Many of those who live up hill in the Sunnydale housing projects are African American. While many Asians own their homes, down below in the Valley. Asian families tend to be more economically stable because a multi-generational family lives in one house, and are able help support each other. However, that is not always the case within African American communities.
“The Black women [in Vis Valley] bear the brunt of criminality,” said Sharen Hewitt, director of Community Leadership Academy Emergency Response, a community-based organization that supports victims of violence. “Their men are missing and this is an economic hardship for them. If their boys go to jail, they pay for the bills, they have to visit them, but if after they’re out and then they got shot, their mothers are the ones who have to bury them,” Hewitt said.
This all adds an extra level of polarization, on top of the violence that already polarizes the community, she said. Tension between races intensifies into generalizations that project how “the blacks are bad; the killers must go” and that the “Asians are good so they must stay.” But, she adds, no one ever asks, “What has drove African Americans to this point?”
As an educator in Visitacion Valley, the answers for that same question have become more and more apparent to Rose. “So much pain is also being inflicted by our government (and) economic system. People in this community are not given what’s needed to maintain themselves financially, education is not there. People are stripped of self-esteem, no affordable housing, or food for their children, but people don’t talk about this issue because they’re scared…scared that they’ll have to do something. The more you know…the more you have to do better,” Rose said.
“Explain to me how when there’s two groups of people, one group scores higher than another group in their CATs (California Standardized Testing). That’s evidence of institutionalized racism right there…then there’s internalized racism, where the blacks perpetuate white racism on their own community. How can a black man shoot another black man?” she asked.
The racism, cultural barriers and stereotypes are so frequent within the community that people may not even recognize them anymore. “It all goes back to racism and our own bias that we have to get passed,” Rose said. Maybe a storeowner won’t hire a black man because his pants are hanging too low off his butt.

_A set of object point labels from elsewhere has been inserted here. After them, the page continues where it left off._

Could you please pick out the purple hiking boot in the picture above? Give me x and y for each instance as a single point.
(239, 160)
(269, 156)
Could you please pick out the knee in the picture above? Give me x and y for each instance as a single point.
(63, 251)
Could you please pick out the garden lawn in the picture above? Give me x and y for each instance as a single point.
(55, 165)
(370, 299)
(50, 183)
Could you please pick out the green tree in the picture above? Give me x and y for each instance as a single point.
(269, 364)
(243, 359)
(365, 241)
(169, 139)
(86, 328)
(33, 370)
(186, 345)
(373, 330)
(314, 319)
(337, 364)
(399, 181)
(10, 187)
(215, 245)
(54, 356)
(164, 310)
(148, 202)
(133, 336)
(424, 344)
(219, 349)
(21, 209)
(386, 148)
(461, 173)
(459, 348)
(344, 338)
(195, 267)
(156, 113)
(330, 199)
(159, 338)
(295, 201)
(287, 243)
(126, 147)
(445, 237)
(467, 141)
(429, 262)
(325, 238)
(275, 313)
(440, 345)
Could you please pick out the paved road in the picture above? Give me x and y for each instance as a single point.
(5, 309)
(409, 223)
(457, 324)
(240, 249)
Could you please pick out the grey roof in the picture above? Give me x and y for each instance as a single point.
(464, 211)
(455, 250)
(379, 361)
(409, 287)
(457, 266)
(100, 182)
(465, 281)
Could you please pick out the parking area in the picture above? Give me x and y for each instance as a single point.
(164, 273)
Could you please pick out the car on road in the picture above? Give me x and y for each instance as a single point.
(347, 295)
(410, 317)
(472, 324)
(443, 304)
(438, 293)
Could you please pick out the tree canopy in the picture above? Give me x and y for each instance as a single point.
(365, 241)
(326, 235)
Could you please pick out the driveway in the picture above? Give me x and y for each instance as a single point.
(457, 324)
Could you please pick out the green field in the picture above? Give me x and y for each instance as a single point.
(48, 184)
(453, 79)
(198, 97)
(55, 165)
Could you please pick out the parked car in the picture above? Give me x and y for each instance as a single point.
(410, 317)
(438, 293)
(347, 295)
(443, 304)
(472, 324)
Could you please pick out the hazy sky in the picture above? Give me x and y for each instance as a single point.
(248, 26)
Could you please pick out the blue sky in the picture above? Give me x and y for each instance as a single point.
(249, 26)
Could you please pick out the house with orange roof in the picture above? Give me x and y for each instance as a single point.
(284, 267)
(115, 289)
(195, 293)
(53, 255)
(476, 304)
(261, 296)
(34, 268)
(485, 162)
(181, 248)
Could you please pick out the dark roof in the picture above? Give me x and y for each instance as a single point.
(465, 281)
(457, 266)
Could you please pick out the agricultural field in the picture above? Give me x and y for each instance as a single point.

I just don’t know how to fix this. It’s just one of those things I don’t understand. Can I move people to think differently?”
To overcome these social constructs, it must start at home, at schools, at jobs, and be more inclusive to all children. The city should invest more in its community, instead of stripping necessities, Rose said, adding that a platform should be raised for people to talk about these issues.
“Because if we could communicate, we can begin to breakdown the barriers of ignorance… We all suffer, we all die. Underneath the color, we have the same heart, the same veins pumping blood in the same way. We may have different genes, but our DNA is still human.”